Based on this “confession”, he was charged with involvement in organized crime and the kidnapping of two young nephews of one of the most important businesspeople in Mexico. Gallardo Martínez was transferred to a maximum security prison in Guadalajara in the state of Jalisco, where he was held for five years until the Federal Prosecution Service finally requested the dismissal of the case in December 2018.
During this time, Gallardo Martínez was brutally beaten, subjected to oral and anal cavity searches, deprived of water and sleep, as well as placed in solitary confinement 22 hours a day.
While he was detained, his father travelled from his community to the main square of Oaxaca City every day to demand justice for his son. The entire family suffered stigmatisation and harassment and as a result were forced to leave their indigenous community.

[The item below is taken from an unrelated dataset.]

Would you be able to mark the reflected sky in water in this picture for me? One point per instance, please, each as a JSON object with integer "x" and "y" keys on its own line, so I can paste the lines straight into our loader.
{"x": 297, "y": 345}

Gallardo Martínez and family filed formal complaints about the acts of torture in Mexico, but these did not lead to any meaningful investigation. They therefore brought their case to the Committee in 2019.
“Mr. Gallardo Martínez was subjected to acts of torture to bend his will to the extreme and show him that his aggressors would not hold back from inflicting pain and even death,” said Committee member Peter Vedel Kessing.
“Mr. Gallardo Martínez’s immediate family members are also indirect victims given the psychological impact of the stigmatization and harassment they faced. They therefore are also entitled to full reparation,” Vedel Kessing added.
In its findings, the Committee stated that the criminal proceedings brought against Gallardo Martínez were part of a pattern of criminalizing protests by the Oaxaca teachers’ union. The Committee urged Mexico to take the necessary steps to provide guarantees of non-repetition, including by ensuring that those defending education and indigenous peoples’ rights are not criminalized for their legitimate human rights activities.
The Committee also requested that Mexico provide Gallardo Martínez with full compensation, make a public apology to the complainants, and widely disseminate the Committee’s decision through a daily newspaper with a large circulation in the state of Oaxaca.